Standardized Isolation and Identification of Microparticles

Abstract and Introduction

Abstract

Microparticles (MPs) are small plasma membrane-derived vesicles that can expose molecules originating from their parental cells. As vectors of biological information they are likely to play an active role in both homeostasis and pathogenesis, making them promising biomarkers and nanomedicine tools. Therefore, there is an urgent need for standardization of MP isolation and analysis protocols to propel our understanding of MP biology to the next level. Based on current methodology and recent insights, this review proposes an optimized protocol for the isolation and biochemical characterization of MPs.

Introduction

Microparticles (MPs) constitute a promising alternative microparticulated drug delivery system, with significant advantages over liposomes and nanoparticles.^[1,2] Since MPs are an integral part of current blood transfusion products, their biocompatibility poses a relatively small challenge compared with other delivery vehicles. In particular, erythrocyte transfusion units provide a reliable natural source of large quantities of erythrocyte-derived MPs, often termed red cell MPs (RMPs). Their negative surface charge and rapid clearance by the reticulo–endothelial system may be used for efficient targeting of resident and circulating macrophages as well as the vascular endothelium.^[3] This makes them promising agents for use in nanomedicine for the treatment of vascular diseases, as immunosuppressors in inflammatory and autoimmune diseases,^[4,5] and as delivery platforms for imaging agents.^[6]

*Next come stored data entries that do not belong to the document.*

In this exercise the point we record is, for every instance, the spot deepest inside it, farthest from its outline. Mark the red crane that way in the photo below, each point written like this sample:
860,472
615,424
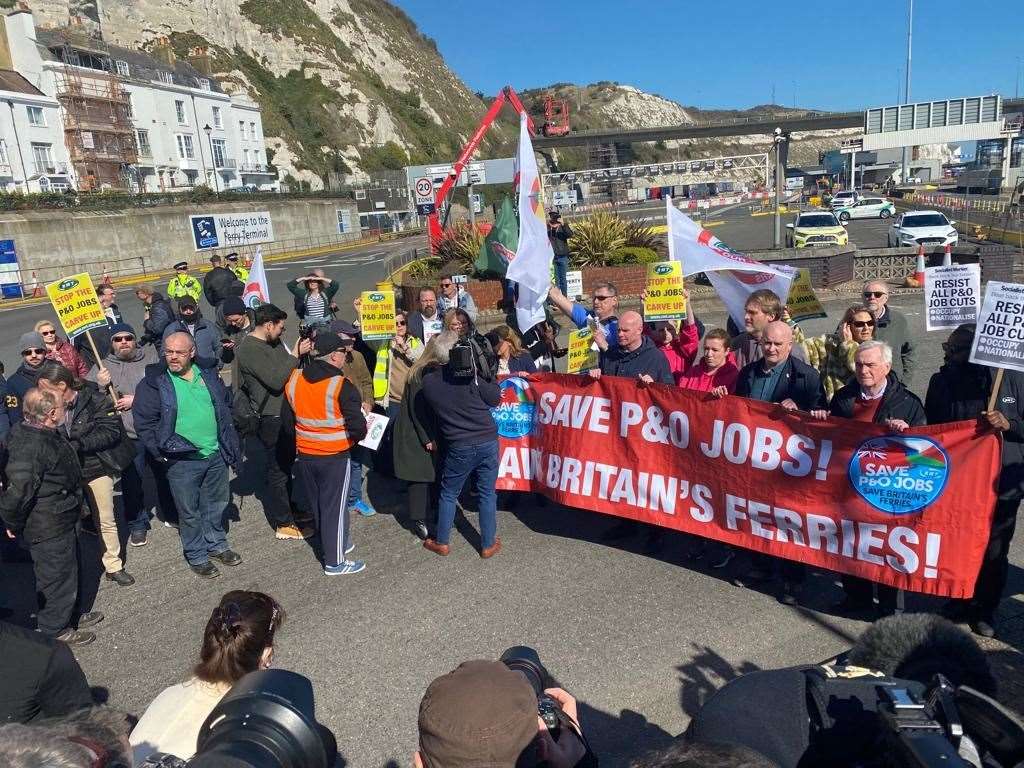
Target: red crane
441,193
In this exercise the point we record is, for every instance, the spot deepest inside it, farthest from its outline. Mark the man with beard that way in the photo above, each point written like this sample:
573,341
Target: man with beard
33,350
124,369
961,390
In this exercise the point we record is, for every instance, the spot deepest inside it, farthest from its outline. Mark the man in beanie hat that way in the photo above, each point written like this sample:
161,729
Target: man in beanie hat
322,418
204,333
33,350
483,715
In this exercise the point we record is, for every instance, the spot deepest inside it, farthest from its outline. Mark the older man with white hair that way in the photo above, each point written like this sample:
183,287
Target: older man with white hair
182,415
877,396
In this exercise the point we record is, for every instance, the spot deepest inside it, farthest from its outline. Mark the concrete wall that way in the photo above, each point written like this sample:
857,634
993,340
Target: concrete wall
118,243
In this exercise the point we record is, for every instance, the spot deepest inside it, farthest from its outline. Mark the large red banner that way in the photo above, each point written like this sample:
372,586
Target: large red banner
909,510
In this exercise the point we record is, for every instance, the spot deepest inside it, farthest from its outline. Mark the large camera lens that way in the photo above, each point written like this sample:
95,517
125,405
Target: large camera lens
526,660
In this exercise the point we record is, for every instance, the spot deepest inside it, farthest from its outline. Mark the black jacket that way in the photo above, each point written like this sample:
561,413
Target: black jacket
219,284
349,400
100,337
96,432
41,678
961,392
19,382
798,382
897,402
644,359
161,315
44,484
462,407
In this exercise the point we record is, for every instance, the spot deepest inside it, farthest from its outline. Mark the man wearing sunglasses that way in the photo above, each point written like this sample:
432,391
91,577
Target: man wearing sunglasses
454,298
960,390
605,297
33,356
890,327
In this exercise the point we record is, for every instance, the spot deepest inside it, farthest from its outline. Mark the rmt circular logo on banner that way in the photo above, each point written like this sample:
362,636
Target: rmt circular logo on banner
514,414
899,475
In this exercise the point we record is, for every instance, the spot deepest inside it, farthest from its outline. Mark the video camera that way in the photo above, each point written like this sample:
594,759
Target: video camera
526,660
462,360
266,720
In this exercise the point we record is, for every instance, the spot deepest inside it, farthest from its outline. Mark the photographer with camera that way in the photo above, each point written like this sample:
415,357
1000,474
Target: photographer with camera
239,639
462,399
500,714
558,235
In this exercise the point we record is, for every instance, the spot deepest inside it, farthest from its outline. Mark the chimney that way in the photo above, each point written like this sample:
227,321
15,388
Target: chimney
163,52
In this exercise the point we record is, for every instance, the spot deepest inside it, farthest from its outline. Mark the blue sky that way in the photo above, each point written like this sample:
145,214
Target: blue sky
833,55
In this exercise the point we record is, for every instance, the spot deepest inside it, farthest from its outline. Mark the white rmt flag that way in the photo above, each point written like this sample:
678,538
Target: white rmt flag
256,291
531,265
733,275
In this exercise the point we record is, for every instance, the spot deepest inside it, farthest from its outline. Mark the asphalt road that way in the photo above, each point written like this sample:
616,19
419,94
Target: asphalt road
640,639
356,269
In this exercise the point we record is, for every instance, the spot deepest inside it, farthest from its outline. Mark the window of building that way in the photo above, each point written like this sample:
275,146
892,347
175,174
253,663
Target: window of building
219,153
43,158
185,148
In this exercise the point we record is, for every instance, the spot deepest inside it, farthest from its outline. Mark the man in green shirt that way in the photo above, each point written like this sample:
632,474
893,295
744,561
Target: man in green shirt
182,415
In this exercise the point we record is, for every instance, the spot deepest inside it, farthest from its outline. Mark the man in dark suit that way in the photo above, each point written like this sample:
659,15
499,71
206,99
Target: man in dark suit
778,377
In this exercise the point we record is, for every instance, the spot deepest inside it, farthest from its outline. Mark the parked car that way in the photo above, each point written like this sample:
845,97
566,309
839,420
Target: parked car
815,228
927,228
866,208
844,199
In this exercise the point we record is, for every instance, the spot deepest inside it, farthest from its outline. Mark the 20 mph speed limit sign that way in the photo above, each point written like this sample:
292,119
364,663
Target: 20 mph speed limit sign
424,188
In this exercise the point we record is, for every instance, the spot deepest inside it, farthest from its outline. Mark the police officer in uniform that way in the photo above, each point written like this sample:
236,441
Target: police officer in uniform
183,284
321,420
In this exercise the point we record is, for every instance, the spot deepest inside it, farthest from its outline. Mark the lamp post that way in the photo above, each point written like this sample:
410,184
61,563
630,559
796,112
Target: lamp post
213,158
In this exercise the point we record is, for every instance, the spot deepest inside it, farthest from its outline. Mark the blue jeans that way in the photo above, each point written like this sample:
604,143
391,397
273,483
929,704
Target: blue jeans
460,461
561,267
201,494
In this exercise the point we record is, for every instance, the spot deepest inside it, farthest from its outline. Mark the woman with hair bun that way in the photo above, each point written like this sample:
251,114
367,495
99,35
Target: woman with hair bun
239,639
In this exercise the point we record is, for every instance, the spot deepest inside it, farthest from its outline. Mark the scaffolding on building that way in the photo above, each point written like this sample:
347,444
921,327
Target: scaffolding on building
96,109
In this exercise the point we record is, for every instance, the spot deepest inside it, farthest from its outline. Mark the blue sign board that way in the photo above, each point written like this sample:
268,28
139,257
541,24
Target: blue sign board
10,278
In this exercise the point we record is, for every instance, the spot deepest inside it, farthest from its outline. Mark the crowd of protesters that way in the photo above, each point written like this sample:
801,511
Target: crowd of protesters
184,399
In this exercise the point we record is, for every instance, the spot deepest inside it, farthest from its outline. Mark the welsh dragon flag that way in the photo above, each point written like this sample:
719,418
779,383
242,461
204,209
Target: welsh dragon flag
499,247
256,291
531,266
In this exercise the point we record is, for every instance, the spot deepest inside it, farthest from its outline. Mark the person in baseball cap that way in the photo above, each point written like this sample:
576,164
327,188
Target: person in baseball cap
483,715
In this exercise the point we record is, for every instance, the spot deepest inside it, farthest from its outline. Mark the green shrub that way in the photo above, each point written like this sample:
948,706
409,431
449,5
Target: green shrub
633,255
595,239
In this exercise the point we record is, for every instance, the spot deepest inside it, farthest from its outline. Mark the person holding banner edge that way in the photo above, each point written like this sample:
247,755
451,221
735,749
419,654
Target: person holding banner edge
962,390
877,396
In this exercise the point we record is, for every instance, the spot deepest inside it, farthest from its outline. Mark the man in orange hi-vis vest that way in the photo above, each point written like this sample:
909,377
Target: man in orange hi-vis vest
322,417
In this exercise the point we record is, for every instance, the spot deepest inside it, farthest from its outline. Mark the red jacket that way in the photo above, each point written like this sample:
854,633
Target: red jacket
681,351
68,356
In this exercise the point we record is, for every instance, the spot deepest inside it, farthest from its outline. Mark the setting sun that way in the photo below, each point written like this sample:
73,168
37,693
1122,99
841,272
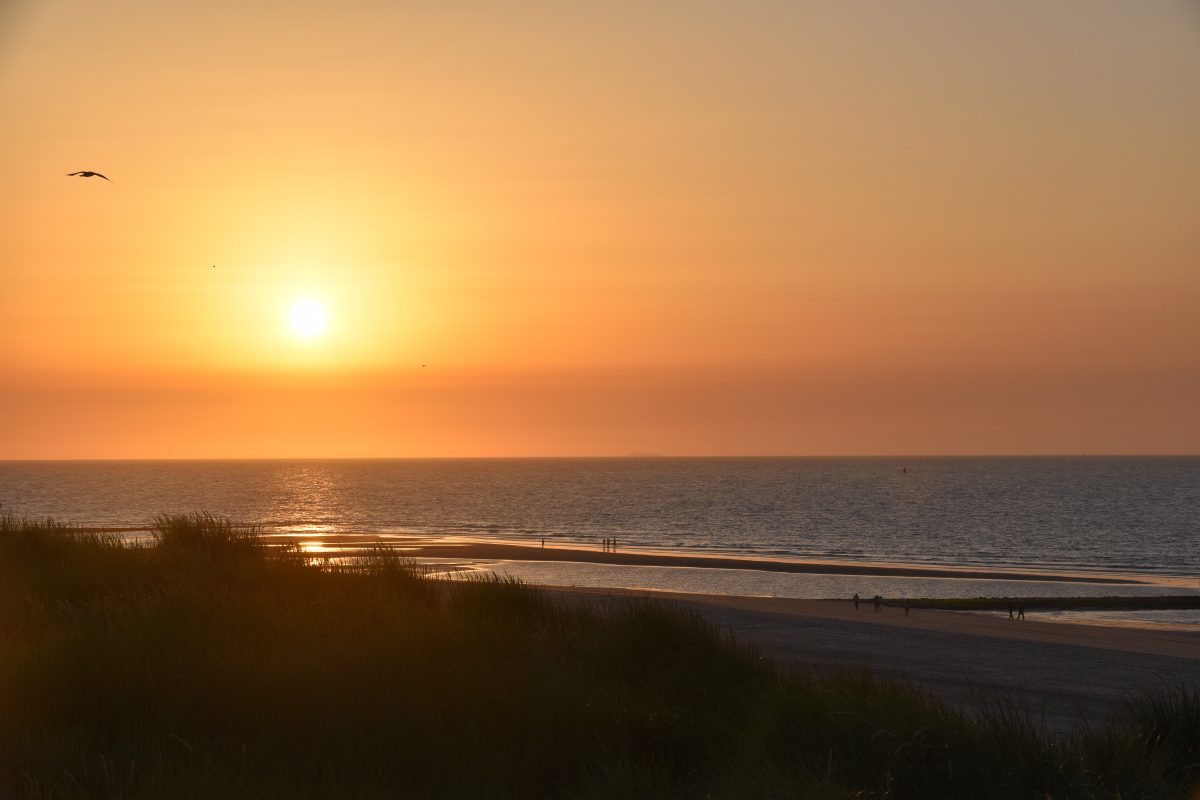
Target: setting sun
307,318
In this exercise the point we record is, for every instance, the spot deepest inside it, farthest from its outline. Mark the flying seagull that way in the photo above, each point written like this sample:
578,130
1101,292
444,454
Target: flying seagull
88,173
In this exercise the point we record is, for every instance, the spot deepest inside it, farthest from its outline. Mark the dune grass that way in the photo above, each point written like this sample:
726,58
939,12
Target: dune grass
211,666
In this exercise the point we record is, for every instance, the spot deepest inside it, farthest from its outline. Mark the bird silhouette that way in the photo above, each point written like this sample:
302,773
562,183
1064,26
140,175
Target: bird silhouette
88,173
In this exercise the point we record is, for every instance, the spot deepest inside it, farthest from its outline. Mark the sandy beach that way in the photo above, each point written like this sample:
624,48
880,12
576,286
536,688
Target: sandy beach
1066,674
514,552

MPs were first described by Wolf in 1967, when he observed a halo of debris surrounding activated platelets that he termed 'platelet dust'.^[7] Since then, the techniques that are available for MP detection have greatly improved and diversified, and now include flow cytometry, dynamic light scattering, nanoparticle tracking analysis, fluorescence correlation spectroscopy, immunoblotting, mass spectrometry, transmission electron microscopy and atomic force microscopy.^[8,9]

Unfortunately, MP nomenclature has also diversified with time, replacing 'dust' for an array of terms including nanoparticle, microvesicle, exosome-like vesicle, ectosome, oncosome, texosome, prostasome, epididymosome and dexosome, depending on the sample source or isolation protocol used. To add to the confusion, MPs are often described as exosomes, smaller (40–100 nm) particles of endocytic origin and apoptotic blebs (50–5000 nm) released by dying cells.^[8,10,11]

Most commonly, MPs are defined as plasma membrane-derived vesicles with a diameter of 100–1000 nm that expose molecules specific to the parental cell, with the majority residing in the 100–200 nm range.^[8,10,12] Depending on their origin MPs may contain an array of signaling molecules, including receptors, cytokines, mRNA, miRNA and bioactive lipids. This molecular composition renders MPs as vectors of biological information. As such, they play an active role in homeostasis and pathogenesis, the latter including atherosclerosis, various malignancies, autoimmune disorders and infection.^[10,13] Therefore, MPs may be harnessed as diagnostic and/or prognostic biomarkers for disease.^[14–17]

The majority of the blood-borne MPs are generated by erythrocytes and platelets.^[12,18,19] RMPs are generated as part of the physiological erythrocyte aging process,^[20–22] and platelet-derived MPs (PMPs) are involved in coagulation after vascular injury.^[12] During storage in the blood bank, erythrocytes and platelets continuously shed MPs, which might be responsible for some of the side effects observed after transfusion.^[23,24]

As a consequence, proper identification and quantification of MPs is of great value, but the methods that are currently applied to isolate, characterize and quantify MPs are far from standardized, and contain several technical hurdles.^[8,25] The call for a consensus on both MP nomenclature, and methods for isolation and identification has, therefore, increased over the last ten years, and was one of the main topics during the first annual meeting of the International Society for Extracellular Vesicles.^[26] A widely supported consensus on these aspects will prove vital for future MP research, as the current lack of methodological clarity obfuscates the identification and molecular elucidation of their generation and biological function.

This review briefly discusses the possibilities for RMPs and PMPs in future science and medicine, while focusing on the technical limitations and challenges in isolation and flow cytometry analysis of MPs from plasma and transfusion products.